現在、ロイヤル・エアロ・クラブはロンドンから移転したが、英国のエアスポーツやレクリエーション飛行の全国的な統括・調整機関であり続けている。
ロイヤル・オートモービル・クラブ
チャールズ・スチュワート・ロールスは、後に「ロイヤル・オートモービル・クラブ(RAC)」となった、グレート・ブリテンとアイルランドの「オートモービル・クラブ」の創設メンバーでもあった。オートモービル・クラブは1897年に設立されている。
1904年5月4日、マンチェスターのミッドランド・ホテルにおいて、ロールスとヘンリー・ロイスの歴史的な初対面を実現したのは、RACの仲間であるヘンリー・エドマンズだった。また、クラブの秘書を務めていたクロード・ジョンソンは、ロールスが経営する自動車販売会社「C.S.ロールス」のビジネスパートナーであり、後にロールス・ロイスの初代マネージングディレクターにも就任している。

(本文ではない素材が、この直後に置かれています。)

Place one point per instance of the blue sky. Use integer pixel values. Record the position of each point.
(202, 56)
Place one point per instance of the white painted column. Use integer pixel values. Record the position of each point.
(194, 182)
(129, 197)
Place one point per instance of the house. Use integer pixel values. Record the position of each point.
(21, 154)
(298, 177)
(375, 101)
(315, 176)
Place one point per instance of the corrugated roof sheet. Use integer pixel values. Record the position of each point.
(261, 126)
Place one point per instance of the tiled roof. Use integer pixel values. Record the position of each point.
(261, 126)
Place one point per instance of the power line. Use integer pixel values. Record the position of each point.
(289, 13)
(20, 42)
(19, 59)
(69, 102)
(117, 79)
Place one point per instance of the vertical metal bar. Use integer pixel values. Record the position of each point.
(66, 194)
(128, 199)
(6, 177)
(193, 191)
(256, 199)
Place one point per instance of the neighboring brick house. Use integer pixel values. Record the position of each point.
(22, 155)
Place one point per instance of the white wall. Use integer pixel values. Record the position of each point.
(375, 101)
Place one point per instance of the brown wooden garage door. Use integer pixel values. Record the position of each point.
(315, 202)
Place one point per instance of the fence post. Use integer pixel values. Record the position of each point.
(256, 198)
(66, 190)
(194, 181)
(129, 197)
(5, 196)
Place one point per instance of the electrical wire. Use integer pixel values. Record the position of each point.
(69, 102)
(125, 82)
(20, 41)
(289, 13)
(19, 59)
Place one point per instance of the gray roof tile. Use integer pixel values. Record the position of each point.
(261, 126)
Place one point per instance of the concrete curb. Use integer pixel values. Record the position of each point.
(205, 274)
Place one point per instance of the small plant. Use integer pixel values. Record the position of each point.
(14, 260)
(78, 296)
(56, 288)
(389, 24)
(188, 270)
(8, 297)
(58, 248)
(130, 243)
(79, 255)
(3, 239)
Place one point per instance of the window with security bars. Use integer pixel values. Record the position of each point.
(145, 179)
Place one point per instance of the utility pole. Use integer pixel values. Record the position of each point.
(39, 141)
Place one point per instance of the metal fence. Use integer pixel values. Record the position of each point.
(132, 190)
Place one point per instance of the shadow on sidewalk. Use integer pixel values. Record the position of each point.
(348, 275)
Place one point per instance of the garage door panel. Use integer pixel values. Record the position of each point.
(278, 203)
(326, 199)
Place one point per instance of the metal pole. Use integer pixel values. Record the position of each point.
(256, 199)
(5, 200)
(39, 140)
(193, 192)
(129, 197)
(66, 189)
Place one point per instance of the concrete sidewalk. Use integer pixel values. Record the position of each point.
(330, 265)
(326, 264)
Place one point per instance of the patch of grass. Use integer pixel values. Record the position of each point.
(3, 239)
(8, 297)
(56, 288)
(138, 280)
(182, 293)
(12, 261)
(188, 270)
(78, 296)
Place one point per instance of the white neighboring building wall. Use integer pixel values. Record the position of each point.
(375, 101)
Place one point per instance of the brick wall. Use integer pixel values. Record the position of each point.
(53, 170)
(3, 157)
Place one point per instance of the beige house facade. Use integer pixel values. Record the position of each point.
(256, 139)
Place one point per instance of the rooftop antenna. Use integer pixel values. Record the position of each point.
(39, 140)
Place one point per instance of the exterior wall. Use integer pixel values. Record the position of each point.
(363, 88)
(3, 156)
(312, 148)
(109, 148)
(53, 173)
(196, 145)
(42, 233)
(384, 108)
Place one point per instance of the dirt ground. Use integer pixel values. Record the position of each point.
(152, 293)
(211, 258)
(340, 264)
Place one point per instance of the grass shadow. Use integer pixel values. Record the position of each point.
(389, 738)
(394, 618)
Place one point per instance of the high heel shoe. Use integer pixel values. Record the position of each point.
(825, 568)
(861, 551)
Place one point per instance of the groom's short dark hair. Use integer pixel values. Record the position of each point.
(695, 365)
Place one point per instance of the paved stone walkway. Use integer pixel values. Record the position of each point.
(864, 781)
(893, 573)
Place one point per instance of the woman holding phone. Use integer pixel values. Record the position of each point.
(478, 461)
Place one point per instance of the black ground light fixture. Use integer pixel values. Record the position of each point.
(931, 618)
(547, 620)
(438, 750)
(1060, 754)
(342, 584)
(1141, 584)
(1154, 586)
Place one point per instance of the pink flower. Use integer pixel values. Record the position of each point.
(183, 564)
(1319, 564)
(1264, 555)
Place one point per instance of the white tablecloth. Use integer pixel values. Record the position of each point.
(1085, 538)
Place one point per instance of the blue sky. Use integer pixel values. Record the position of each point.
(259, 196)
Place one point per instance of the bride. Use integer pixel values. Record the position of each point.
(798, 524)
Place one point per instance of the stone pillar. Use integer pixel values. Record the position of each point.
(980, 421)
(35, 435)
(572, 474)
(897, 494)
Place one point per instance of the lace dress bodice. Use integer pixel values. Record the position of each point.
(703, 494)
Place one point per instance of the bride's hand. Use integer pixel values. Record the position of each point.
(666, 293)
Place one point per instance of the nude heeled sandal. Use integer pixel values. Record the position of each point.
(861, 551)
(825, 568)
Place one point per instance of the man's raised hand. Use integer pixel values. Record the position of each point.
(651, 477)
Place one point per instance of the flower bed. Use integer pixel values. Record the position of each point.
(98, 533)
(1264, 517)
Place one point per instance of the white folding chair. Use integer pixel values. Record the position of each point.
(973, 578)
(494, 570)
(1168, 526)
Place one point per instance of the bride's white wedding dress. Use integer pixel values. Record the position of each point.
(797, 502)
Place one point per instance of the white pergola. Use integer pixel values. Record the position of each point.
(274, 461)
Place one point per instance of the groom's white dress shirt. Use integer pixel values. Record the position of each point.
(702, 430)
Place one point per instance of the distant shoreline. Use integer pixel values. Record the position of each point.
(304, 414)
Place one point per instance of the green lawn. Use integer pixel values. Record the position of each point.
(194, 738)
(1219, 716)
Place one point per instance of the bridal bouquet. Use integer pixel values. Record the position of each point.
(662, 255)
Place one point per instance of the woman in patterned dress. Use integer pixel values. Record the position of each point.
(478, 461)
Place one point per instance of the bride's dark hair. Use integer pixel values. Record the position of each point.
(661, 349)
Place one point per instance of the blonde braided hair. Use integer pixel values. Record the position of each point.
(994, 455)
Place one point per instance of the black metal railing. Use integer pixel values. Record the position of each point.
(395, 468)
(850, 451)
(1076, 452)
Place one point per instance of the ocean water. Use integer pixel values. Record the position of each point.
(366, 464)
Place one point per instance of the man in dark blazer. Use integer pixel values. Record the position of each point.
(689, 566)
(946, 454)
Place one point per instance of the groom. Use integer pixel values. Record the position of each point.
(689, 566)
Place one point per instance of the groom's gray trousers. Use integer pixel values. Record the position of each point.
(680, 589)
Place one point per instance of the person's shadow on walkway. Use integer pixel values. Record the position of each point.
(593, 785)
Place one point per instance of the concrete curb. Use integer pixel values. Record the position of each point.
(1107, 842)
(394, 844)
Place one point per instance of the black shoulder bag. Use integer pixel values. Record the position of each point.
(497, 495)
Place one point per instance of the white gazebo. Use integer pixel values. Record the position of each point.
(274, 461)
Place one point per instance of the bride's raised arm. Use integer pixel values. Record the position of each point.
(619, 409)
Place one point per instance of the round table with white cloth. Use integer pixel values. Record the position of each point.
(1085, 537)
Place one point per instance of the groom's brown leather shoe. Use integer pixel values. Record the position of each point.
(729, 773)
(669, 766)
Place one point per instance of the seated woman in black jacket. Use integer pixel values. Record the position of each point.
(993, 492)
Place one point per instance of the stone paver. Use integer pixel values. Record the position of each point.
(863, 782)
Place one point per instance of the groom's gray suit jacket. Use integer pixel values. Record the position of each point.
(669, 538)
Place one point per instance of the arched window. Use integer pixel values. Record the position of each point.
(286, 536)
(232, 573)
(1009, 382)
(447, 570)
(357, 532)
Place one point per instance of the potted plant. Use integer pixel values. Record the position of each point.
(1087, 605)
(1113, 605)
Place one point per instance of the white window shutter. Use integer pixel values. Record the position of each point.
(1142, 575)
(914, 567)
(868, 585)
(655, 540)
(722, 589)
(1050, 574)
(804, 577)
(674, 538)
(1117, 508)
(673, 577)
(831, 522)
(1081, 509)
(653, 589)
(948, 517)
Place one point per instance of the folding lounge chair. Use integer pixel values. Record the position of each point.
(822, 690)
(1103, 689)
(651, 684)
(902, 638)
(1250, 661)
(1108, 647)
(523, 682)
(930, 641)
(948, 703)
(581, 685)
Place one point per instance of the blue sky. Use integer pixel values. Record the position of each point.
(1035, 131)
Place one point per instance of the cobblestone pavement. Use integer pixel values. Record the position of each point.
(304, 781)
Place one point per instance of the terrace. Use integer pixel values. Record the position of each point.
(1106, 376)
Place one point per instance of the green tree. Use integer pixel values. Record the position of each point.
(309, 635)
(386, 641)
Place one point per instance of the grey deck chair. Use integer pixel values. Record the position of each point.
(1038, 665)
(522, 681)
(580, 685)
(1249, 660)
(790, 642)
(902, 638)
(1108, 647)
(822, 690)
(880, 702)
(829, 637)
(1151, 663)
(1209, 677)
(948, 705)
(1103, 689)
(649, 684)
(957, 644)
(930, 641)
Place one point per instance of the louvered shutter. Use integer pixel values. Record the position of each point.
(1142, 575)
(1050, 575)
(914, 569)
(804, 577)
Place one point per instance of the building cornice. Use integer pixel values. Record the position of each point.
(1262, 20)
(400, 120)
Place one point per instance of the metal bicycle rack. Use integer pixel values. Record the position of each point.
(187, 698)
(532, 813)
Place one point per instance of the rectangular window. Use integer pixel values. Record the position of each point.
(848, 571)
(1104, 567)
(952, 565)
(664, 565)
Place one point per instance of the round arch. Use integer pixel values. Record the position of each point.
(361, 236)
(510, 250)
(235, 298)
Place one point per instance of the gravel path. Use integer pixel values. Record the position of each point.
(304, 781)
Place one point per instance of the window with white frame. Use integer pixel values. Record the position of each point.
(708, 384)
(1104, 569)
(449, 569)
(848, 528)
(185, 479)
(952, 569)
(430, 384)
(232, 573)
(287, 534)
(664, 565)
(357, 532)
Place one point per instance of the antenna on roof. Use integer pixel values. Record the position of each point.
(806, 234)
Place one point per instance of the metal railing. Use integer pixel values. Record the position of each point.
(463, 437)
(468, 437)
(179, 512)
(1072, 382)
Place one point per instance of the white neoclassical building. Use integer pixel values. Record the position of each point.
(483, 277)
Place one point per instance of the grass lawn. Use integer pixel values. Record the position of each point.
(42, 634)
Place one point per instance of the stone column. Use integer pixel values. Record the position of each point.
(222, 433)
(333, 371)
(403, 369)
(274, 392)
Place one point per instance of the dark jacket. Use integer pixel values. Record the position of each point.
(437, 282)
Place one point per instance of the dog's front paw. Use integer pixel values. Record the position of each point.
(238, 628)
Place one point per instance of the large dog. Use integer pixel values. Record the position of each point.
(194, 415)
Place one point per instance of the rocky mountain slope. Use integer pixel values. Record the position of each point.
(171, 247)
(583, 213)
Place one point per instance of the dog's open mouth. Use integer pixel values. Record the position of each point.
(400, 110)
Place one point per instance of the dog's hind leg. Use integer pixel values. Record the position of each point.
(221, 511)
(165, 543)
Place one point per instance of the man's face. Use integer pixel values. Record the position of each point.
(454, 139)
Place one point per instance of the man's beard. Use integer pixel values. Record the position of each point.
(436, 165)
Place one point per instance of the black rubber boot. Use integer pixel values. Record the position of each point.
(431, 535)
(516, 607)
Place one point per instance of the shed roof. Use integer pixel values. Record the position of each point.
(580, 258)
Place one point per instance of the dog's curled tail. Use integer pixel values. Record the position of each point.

ロールスが飛行中の事故により32歳という若さで亡くなった翌年、1911年にクラブは現在のポールモール89番地へと移転した。
バークレー・ストリート
チャールズ・スチュワート・ロールスの生誕地から目と鼻の先にあり、ロンドンでも有数の高級住宅地であるバークレー・ストリートは、メイフェアの中心地だ。現在、このバークレー・ストリートには、ロールス・ロイスの英国フラッグシップショールームがあり、世界で初めてロールス・ロイスの新しいコーポレートアイデンティティに合わせて改装が施されている。